Joe Carter wasn’t even Very Good. He was a hair above mediocre

slamcactus
5 years ago
Reply to  Dmjn53

That’s a bit harsh. In today’s game he probably retires/fails to land a job after that awful ’95 season and is remembered fondly as a guy with a few all-star level seasons who fell off a cliff at 35. Still not a HOFer, but a fringe member of the hall of very good (especially with those epic walk-off home runs to his name).

Dmjn53
5 years ago
Reply to  slamcactus

He had a .771 OPS in a career that was mostly played during the steroid era. His wRC+ is 5% above league average

toddball
5 years ago
Reply to  Dmjn53

To be fair, his offensive prime was just prior to the “steroid era”. That being said, yes, he was merely a good, solid outfielder.

steex
5 years ago
Reply to  Dmjn53

Of course, if you’re clean, you might expect to be a bit lower compared to a juiced league average than you would be compared to everyone else clean.

slamcactus
5 years ago
Reply to  Dmjn53

When do you think the steroid era began? I’ve always generally thought of it as starting post-strike in 1995 (not that there weren’t steroids before then, but that’s the time when HR figures went bonkers and HOF voters consider performance to be suspicious). Carter was 35 and already washed up at that point. Push it a few years earlier and the point is the same – Carter turned 30 in 1990. I’m not sure many people think of Carter’s peak seasons from ’86-’90 as included in the steroid era. The 80s and early 90s certainly aren’t thought of as a period of massively inflated offense.

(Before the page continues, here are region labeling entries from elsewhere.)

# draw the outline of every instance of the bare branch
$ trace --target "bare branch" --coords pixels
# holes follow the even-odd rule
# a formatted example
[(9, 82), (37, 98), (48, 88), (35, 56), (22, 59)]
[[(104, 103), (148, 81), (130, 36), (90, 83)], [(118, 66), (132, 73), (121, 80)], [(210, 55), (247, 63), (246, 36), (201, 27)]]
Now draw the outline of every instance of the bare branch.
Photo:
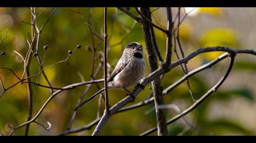
[(44, 28), (45, 25), (48, 23), (50, 19), (52, 17), (52, 16), (54, 15), (55, 12), (56, 12), (56, 7), (54, 7), (54, 10), (52, 10), (52, 13), (51, 13), (50, 16), (49, 16), (48, 19), (47, 19), (46, 21), (43, 24), (43, 25), (41, 27), (40, 30), (39, 30), (39, 32), (41, 33)]
[[(149, 20), (151, 19), (149, 8), (141, 7), (140, 8), (140, 12), (142, 15), (146, 16), (147, 19)], [(149, 61), (150, 72), (151, 73), (152, 73), (158, 68), (157, 55), (155, 53), (155, 49), (154, 48), (154, 46), (157, 45), (156, 45), (156, 43), (155, 44), (155, 45), (154, 45), (152, 41), (153, 38), (151, 37), (153, 32), (151, 30), (153, 28), (151, 28), (151, 25), (149, 24), (144, 19), (141, 21), (141, 24), (145, 39), (147, 58)], [(152, 88), (153, 90), (157, 115), (157, 133), (158, 136), (166, 136), (168, 135), (168, 130), (165, 114), (163, 110), (158, 108), (158, 105), (164, 104), (162, 95), (162, 87), (161, 85), (160, 76), (156, 78), (152, 82)]]
[[(193, 111), (196, 107), (197, 107), (203, 101), (204, 101), (207, 97), (208, 97), (213, 92), (216, 92), (217, 91), (217, 89), (221, 85), (221, 84), (224, 82), (224, 81), (226, 80), (226, 79), (229, 76), (229, 73), (230, 73), (230, 71), (233, 67), (233, 62), (235, 60), (235, 55), (230, 55), (230, 61), (229, 64), (229, 67), (227, 68), (227, 70), (224, 76), (221, 78), (221, 79), (215, 85), (214, 85), (211, 89), (207, 91), (205, 94), (204, 94), (201, 98), (199, 98), (198, 100), (196, 101), (196, 102), (194, 102), (191, 106), (190, 106), (188, 108), (183, 111), (182, 113), (176, 115), (175, 117), (172, 118), (170, 120), (169, 120), (167, 122), (167, 124), (169, 125), (171, 123), (177, 121), (177, 119), (180, 119), (180, 118), (184, 116), (187, 114), (190, 113), (190, 111)], [(155, 131), (157, 130), (157, 128), (154, 128), (152, 129), (150, 129), (148, 130), (147, 131), (141, 134), (141, 136), (145, 136), (148, 135)]]
[[(215, 59), (213, 60), (212, 61), (205, 64), (198, 68), (196, 68), (196, 69), (191, 71), (190, 72), (188, 73), (185, 75), (184, 75), (182, 78), (181, 78), (179, 80), (177, 81), (176, 82), (167, 87), (166, 89), (165, 89), (163, 91), (163, 95), (167, 95), (169, 91), (171, 91), (172, 89), (174, 89), (175, 87), (180, 85), (180, 84), (183, 83), (185, 80), (187, 79), (188, 78), (194, 75), (195, 74), (205, 70), (207, 68), (210, 68), (213, 65), (217, 64), (218, 62), (221, 61), (222, 60), (224, 59), (227, 57), (229, 56), (229, 54), (227, 53), (226, 53), (221, 56), (219, 56), (218, 58), (216, 58)], [(124, 108), (121, 108), (118, 112), (122, 112), (124, 111), (127, 111), (130, 109), (136, 108), (138, 107), (140, 107), (146, 105), (148, 105), (150, 103), (152, 103), (154, 101), (154, 98), (151, 98), (148, 99), (144, 100), (143, 101), (140, 102), (137, 104), (133, 104), (130, 106), (127, 106)]]
[(155, 25), (155, 24), (152, 23), (149, 19), (148, 19), (147, 17), (146, 17), (145, 15), (144, 15), (143, 13), (141, 13), (141, 12), (140, 12), (140, 10), (137, 7), (135, 7), (135, 9), (136, 9), (136, 11), (137, 12), (137, 13), (141, 16), (141, 18), (143, 18), (144, 19), (145, 19), (146, 21), (147, 21), (149, 24), (152, 25), (152, 26), (154, 26), (156, 28), (162, 31), (163, 32), (164, 32), (165, 33), (168, 33), (168, 31), (167, 30), (164, 29), (164, 28)]
[(21, 124), (21, 125), (14, 127), (14, 130), (13, 130), (10, 133), (9, 135), (12, 135), (15, 131), (16, 131), (17, 129), (26, 125), (27, 124), (29, 124), (32, 122), (34, 122), (38, 117), (39, 116), (41, 115), (41, 113), (42, 113), (43, 110), (45, 108), (45, 107), (46, 107), (46, 105), (49, 103), (49, 102), (57, 95), (59, 95), (60, 93), (62, 92), (63, 91), (67, 90), (67, 89), (73, 89), (77, 87), (79, 87), (79, 86), (83, 86), (83, 85), (89, 85), (89, 84), (95, 84), (95, 83), (99, 83), (99, 82), (103, 82), (104, 80), (102, 79), (99, 79), (99, 80), (94, 80), (94, 81), (87, 81), (87, 82), (79, 82), (79, 83), (76, 83), (76, 84), (71, 84), (67, 86), (65, 86), (64, 87), (63, 87), (62, 90), (57, 90), (56, 91), (55, 91), (54, 93), (52, 93), (51, 96), (47, 99), (47, 101), (44, 103), (44, 104), (42, 105), (42, 107), (41, 107), (41, 108), (40, 109), (40, 110), (37, 112), (37, 113), (36, 114), (36, 115), (30, 121), (26, 122), (23, 124)]
[(172, 47), (172, 26), (173, 26), (172, 14), (171, 9), (170, 7), (166, 8), (166, 12), (167, 12), (167, 20), (168, 20), (168, 22), (167, 22), (168, 33), (166, 33), (166, 35), (167, 35), (166, 52), (165, 63), (163, 64), (163, 66), (165, 67), (165, 69), (166, 69), (169, 67), (171, 62)]
[(7, 33), (8, 33), (8, 28), (6, 28), (5, 34), (4, 35), (4, 37), (2, 37), (2, 39), (1, 39), (0, 43), (1, 43), (2, 41), (7, 36)]
[(135, 20), (136, 21), (137, 21), (138, 22), (140, 22), (141, 19), (134, 15), (133, 14), (132, 14), (132, 13), (130, 13), (129, 11), (128, 11), (128, 10), (126, 8), (124, 7), (118, 7), (118, 8), (122, 11), (123, 12), (125, 13), (126, 15), (127, 15), (128, 16), (129, 16), (130, 18), (132, 18), (132, 19), (133, 19), (134, 20)]
[(104, 7), (104, 87), (105, 87), (105, 108), (107, 112), (108, 111), (108, 96), (107, 92), (107, 7)]
[(93, 126), (96, 125), (99, 121), (100, 118), (96, 119), (88, 125), (82, 127), (77, 127), (75, 128), (71, 129), (69, 130), (65, 130), (62, 133), (60, 133), (57, 136), (65, 136), (70, 133), (77, 133), (82, 131), (84, 131), (86, 130), (90, 130), (91, 129)]
[[(215, 52), (215, 51), (222, 51), (222, 52), (229, 52), (230, 55), (235, 55), (236, 53), (249, 53), (252, 54), (254, 55), (256, 55), (256, 52), (252, 50), (233, 50), (231, 48), (229, 48), (225, 47), (207, 47), (205, 48), (199, 48), (196, 52), (191, 53), (188, 56), (182, 58), (180, 60), (177, 60), (174, 62), (172, 62), (169, 68), (168, 71), (166, 71), (163, 69), (163, 67), (160, 67), (157, 70), (156, 70), (153, 73), (151, 73), (149, 76), (146, 78), (144, 78), (141, 81), (141, 84), (144, 87), (146, 87), (148, 84), (154, 80), (156, 78), (159, 77), (165, 73), (166, 72), (169, 72), (172, 68), (179, 65), (180, 64), (184, 64), (188, 62), (190, 59), (193, 58), (194, 57), (197, 56), (203, 53), (206, 52)], [(132, 94), (134, 96), (134, 97), (137, 97), (138, 94), (142, 90), (141, 88), (135, 88)], [(199, 99), (200, 100), (200, 99)], [(199, 101), (199, 100), (197, 100)], [(130, 96), (128, 96), (126, 98), (124, 98), (119, 102), (116, 104), (113, 105), (112, 108), (110, 108), (110, 114), (106, 114), (104, 113), (102, 117), (101, 118), (101, 120), (99, 121), (97, 127), (97, 130), (94, 130), (93, 135), (98, 135), (101, 132), (101, 130), (102, 129), (103, 127), (106, 124), (107, 121), (109, 119), (109, 118), (113, 115), (115, 113), (117, 112), (121, 108), (123, 107), (124, 105), (127, 105), (127, 104), (133, 101), (133, 99)]]

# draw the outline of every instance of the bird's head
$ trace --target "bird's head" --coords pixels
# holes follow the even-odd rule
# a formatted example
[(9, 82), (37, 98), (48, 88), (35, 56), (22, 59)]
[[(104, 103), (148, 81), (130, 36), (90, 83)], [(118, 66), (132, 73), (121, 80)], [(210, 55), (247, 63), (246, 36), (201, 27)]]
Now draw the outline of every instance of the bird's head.
[(143, 58), (143, 52), (141, 44), (136, 42), (132, 42), (129, 44), (124, 48), (124, 55), (134, 56), (136, 58)]

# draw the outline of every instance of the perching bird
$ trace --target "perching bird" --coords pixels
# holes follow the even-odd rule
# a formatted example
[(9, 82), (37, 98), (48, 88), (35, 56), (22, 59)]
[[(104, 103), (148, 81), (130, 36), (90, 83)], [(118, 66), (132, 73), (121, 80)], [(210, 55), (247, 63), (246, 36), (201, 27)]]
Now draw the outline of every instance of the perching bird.
[[(108, 88), (127, 89), (138, 83), (145, 72), (146, 64), (143, 58), (142, 45), (133, 42), (126, 45), (116, 64), (115, 70), (107, 81)], [(105, 91), (102, 88), (87, 100), (80, 104), (75, 109), (77, 110), (84, 104), (93, 99), (98, 95)]]

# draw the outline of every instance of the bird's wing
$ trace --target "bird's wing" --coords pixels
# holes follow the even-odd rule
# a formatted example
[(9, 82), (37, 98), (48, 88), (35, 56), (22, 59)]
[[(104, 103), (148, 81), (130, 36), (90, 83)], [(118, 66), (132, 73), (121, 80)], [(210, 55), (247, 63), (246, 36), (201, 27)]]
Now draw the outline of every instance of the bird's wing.
[(107, 82), (108, 82), (110, 81), (113, 81), (115, 76), (116, 76), (116, 75), (118, 75), (119, 73), (122, 72), (122, 70), (127, 65), (127, 64), (128, 64), (127, 63), (125, 63), (125, 62), (121, 62), (119, 64), (118, 63), (116, 68), (113, 71), (112, 73), (111, 74), (111, 76), (109, 77)]

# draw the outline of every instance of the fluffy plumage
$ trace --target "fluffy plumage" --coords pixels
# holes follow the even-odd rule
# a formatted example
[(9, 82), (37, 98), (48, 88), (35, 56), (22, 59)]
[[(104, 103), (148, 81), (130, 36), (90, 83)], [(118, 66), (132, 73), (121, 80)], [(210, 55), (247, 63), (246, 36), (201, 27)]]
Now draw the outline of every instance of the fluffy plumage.
[[(146, 64), (141, 45), (135, 42), (129, 44), (108, 79), (108, 88), (123, 89), (135, 85), (143, 76), (145, 69)], [(81, 103), (74, 110), (77, 110), (104, 91), (104, 88), (101, 88)]]

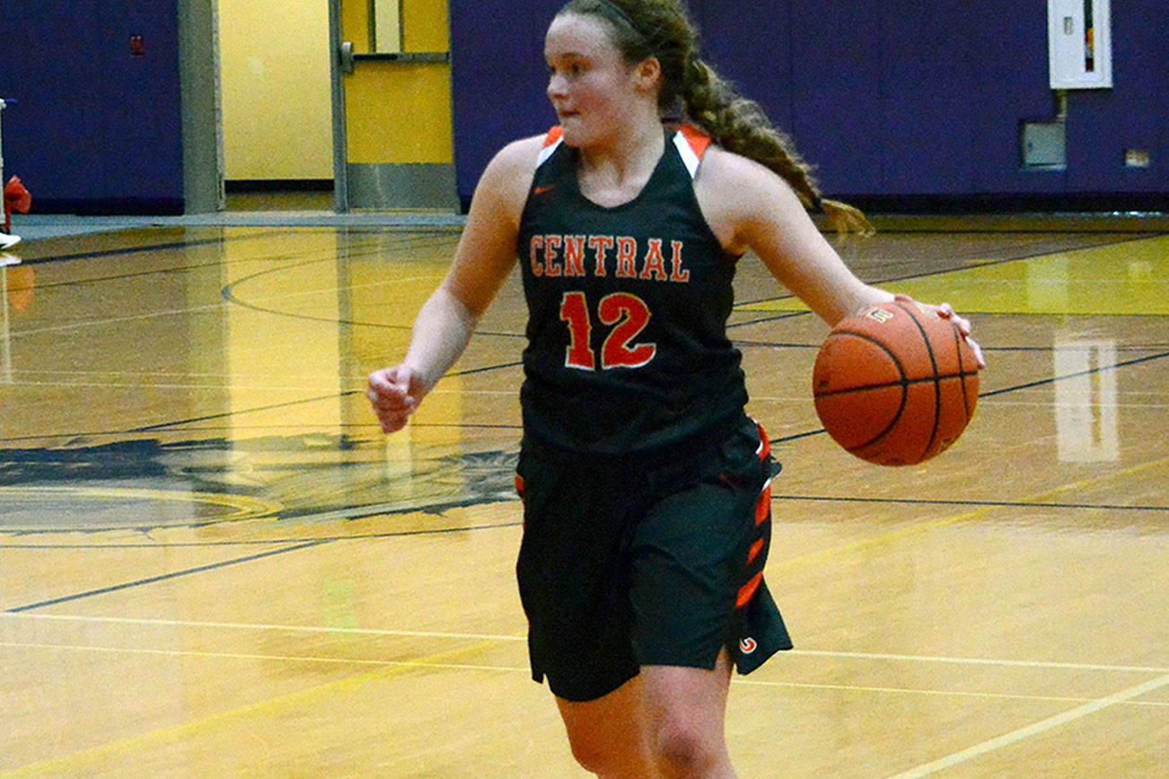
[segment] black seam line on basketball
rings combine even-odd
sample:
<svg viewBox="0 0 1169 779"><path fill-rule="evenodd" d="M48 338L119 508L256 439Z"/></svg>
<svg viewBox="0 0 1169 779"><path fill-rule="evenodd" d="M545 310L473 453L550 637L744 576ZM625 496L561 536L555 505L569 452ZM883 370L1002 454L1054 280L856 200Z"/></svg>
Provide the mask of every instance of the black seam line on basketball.
<svg viewBox="0 0 1169 779"><path fill-rule="evenodd" d="M887 231L887 232L890 232L890 231ZM970 232L982 232L982 231L980 231L980 230L971 230ZM1157 231L1149 231L1148 234L1142 234L1142 235L1139 235L1139 236L1135 236L1135 237L1127 237L1127 238L1122 238L1122 239L1119 239L1119 241L1101 241L1099 243L1092 243L1092 244L1088 244L1086 246L1077 246L1075 249L1063 249L1060 251L1043 251L1043 252L1037 252L1035 255L1024 255L1023 257L1003 257L1003 258L999 258L999 259L990 259L990 260L987 260L984 263L977 263L976 265L963 265L962 267L943 267L943 269L939 269L936 271L928 271L928 272L925 272L925 273L909 273L908 276L891 276L888 278L883 278L883 279L879 278L879 279L874 279L874 280L871 280L871 281L867 281L867 283L872 284L872 285L881 285L881 284L892 284L894 281L911 281L913 279L926 279L926 278L929 278L929 277L933 277L933 276L946 276L947 273L961 273L962 271L970 271L970 270L975 270L975 269L978 269L978 267L994 267L995 265L1005 265L1008 263L1018 263L1018 262L1023 262L1023 260L1026 260L1026 259L1040 259L1043 257L1051 257L1053 255L1064 255L1064 253L1067 253L1070 251L1087 251L1088 249L1100 249L1102 246L1120 246L1120 245L1123 245L1126 243L1135 243L1135 242L1139 242L1139 241L1155 241L1157 238L1164 237L1165 235L1169 235L1169 234L1157 232ZM765 302L777 302L780 300L791 300L795 297L796 295L794 295L794 294L783 294L783 295L779 295L776 298L762 298L760 300L745 300L742 302L736 302L735 307L739 307L739 306L756 306L756 305L765 304ZM803 312L803 313L809 313L809 312Z"/></svg>
<svg viewBox="0 0 1169 779"><path fill-rule="evenodd" d="M911 315L911 319L912 319L912 315ZM905 366L901 364L901 360L895 354L893 354L892 349L890 349L887 346L885 346L884 343L881 343L877 339L872 338L871 335L865 335L864 333L857 333L857 332L853 332L853 331L839 329L839 331L835 331L835 332L837 334L851 335L852 338L859 339L862 341L867 341L869 343L872 343L873 346L876 346L878 349L881 349L886 355L888 355L888 359L893 361L893 364L897 366L897 373L899 373L901 375L901 382L908 382L909 381L909 380L907 380L905 377ZM922 338L925 338L925 335L922 335ZM936 371L936 366L934 367L934 370ZM918 381L933 381L933 378L918 380ZM900 385L900 382L899 383L893 383L891 385L893 385L893 387ZM825 396L826 395L836 395L836 392L831 392L831 394L823 392L822 395L825 395ZM893 415L893 418L890 420L888 426L885 427L885 430L883 430L872 440L867 440L867 441L865 441L863 444L857 444L856 446L853 446L852 448L850 448L848 451L849 452L856 452L856 451L859 451L862 448L865 448L866 446L872 446L873 444L880 441L886 436L888 436L893 431L893 429L897 427L897 423L900 422L901 415L905 413L905 406L908 403L909 403L909 394L908 392L901 392L901 404L898 406L897 413ZM936 412L935 412L935 416L936 416ZM929 443L933 444L933 439L931 439ZM929 451L928 446L926 447L926 451Z"/></svg>
<svg viewBox="0 0 1169 779"><path fill-rule="evenodd" d="M63 603L70 603L74 600L82 600L83 598L91 598L94 596L108 594L111 592L119 592L122 590L130 590L132 587L145 586L148 584L158 584L159 582L166 582L168 579L177 579L182 576L191 576L193 573L203 573L207 571L214 571L221 568L228 568L230 565L238 565L240 563L250 563L257 559L263 559L264 557L272 557L275 555L283 555L290 551L300 551L303 549L311 549L313 547L320 547L321 544L331 543L331 540L313 540L310 542L296 544L293 547L286 547L284 549L274 549L271 551L260 552L257 555L248 555L247 557L240 557L236 559L226 559L220 563L213 563L210 565L200 565L198 568L188 568L184 571L174 571L172 573L162 573L161 576L152 576L145 579L138 579L136 582L126 582L124 584L116 584L109 587L101 587L98 590L89 590L88 592L77 592L71 596L63 596L61 598L53 598L51 600L42 600L40 603L28 604L27 606L18 606L15 608L6 610L11 614L16 614L25 611L34 611L36 608L44 608L46 606L56 606Z"/></svg>
<svg viewBox="0 0 1169 779"><path fill-rule="evenodd" d="M862 392L867 392L870 390L880 389L884 387L911 387L913 384L941 384L948 380L966 380L969 376L977 376L977 371L967 371L963 374L947 374L946 376L927 376L925 378L902 378L895 382L884 382L881 384L873 384L870 387L850 387L849 389L832 390L831 392L819 392L816 397L839 397L842 395L858 395ZM936 410L936 409L935 409Z"/></svg>
<svg viewBox="0 0 1169 779"><path fill-rule="evenodd" d="M926 333L925 326L921 324L921 320L918 319L918 315L909 308L909 305L904 302L894 302L894 305L901 311L904 311L909 317L909 319L913 320L914 326L918 328L918 333L921 335L921 342L926 346L926 353L929 355L929 366L933 368L934 375L931 382L934 385L934 427L929 432L929 441L926 444L926 448L922 451L922 454L925 454L925 452L932 450L934 447L934 444L938 441L938 430L941 426L942 422L942 384L941 384L941 376L938 375L938 357L934 356L934 346L929 342L929 335ZM960 360L961 360L961 354L962 354L961 350L959 350ZM962 374L961 363L959 363L959 374L960 375ZM901 375L904 376L905 374L902 373ZM962 383L963 383L962 404L964 406L966 405L964 377L962 378ZM967 422L969 422L970 415L967 413L966 418Z"/></svg>
<svg viewBox="0 0 1169 779"><path fill-rule="evenodd" d="M444 376L444 378L449 378L451 376L471 376L473 374L483 374L483 373L487 373L487 371L491 371L491 370L502 370L504 368L516 368L516 367L523 366L523 364L524 364L523 362L505 362L505 363L500 363L500 364L496 364L496 366L484 366L483 368L470 368L468 370L457 370L457 371L454 371L454 373L449 373L449 374L447 374L447 376ZM223 411L222 413L209 413L209 415L206 415L206 416L202 416L202 417L191 417L189 419L177 419L174 422L160 422L158 424L146 425L146 426L143 426L143 427L132 427L131 430L125 430L125 431L122 431L122 432L123 433L148 433L148 432L154 432L157 430L166 430L167 427L175 427L175 426L179 426L179 425L189 425L189 424L194 424L196 422L210 422L212 419L228 419L228 418L238 417L238 416L245 415L245 413L258 413L258 412L263 412L263 411L276 411L278 409L291 409L293 406L303 405L305 403L320 403L321 401L334 401L334 399L343 398L343 397L352 397L353 395L365 395L365 392L366 391L364 389L346 390L344 392L338 392L338 394L333 394L333 395L321 395L319 397L307 397L307 398L303 398L300 401L288 401L286 403L274 403L272 405L261 405L261 406L256 406L254 409L238 409L238 410L233 410L233 411ZM116 434L116 433L110 433L110 434Z"/></svg>

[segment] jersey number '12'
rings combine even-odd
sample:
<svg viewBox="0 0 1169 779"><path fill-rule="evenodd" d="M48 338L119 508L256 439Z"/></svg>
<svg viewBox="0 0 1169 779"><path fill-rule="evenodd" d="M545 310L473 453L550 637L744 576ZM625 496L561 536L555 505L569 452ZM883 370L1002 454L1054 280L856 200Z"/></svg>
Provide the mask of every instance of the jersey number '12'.
<svg viewBox="0 0 1169 779"><path fill-rule="evenodd" d="M614 292L601 299L597 318L613 327L601 347L601 369L641 368L657 354L656 343L632 343L650 321L650 309L636 294ZM583 292L566 292L560 304L560 319L568 322L568 348L565 364L581 370L594 370L596 355L589 343L593 322Z"/></svg>

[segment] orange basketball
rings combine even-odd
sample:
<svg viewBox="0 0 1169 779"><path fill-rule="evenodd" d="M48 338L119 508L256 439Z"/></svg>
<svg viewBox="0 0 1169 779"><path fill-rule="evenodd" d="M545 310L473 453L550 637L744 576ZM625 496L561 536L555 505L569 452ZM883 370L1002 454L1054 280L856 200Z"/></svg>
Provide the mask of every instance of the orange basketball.
<svg viewBox="0 0 1169 779"><path fill-rule="evenodd" d="M812 368L812 395L845 450L878 465L914 465L966 430L978 366L953 322L912 302L883 302L832 328Z"/></svg>

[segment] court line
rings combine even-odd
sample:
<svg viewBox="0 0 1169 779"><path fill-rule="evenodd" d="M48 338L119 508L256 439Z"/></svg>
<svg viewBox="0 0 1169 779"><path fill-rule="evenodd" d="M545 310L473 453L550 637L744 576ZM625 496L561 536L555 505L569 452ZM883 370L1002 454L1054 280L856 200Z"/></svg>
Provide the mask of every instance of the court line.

This is a guy who had a short peak that included a couple of 4-win seasons and a couple more 2-3 win seasons. He’s overrated because he hit dingers at a time when dingers were down across the league, but I don’t think “a hair above mediocre” is quite fair to describe that career.

slamcactus
5 years ago
Reply to  Dmjn53

Also, call me old fashioned, but I think big moments matter at least a little bit when we think back on careers in retrospect (in a way they don’t matter in the context of a lot of the discussion that happens on this site, which involves how to value players moving forward).

steelehere
5 years ago
Reply to  bosoxforlife

I get your point but the Hall of Very Good is a very tired cliche. It’s about as bad as any fanbase putting the word “Nation” after it.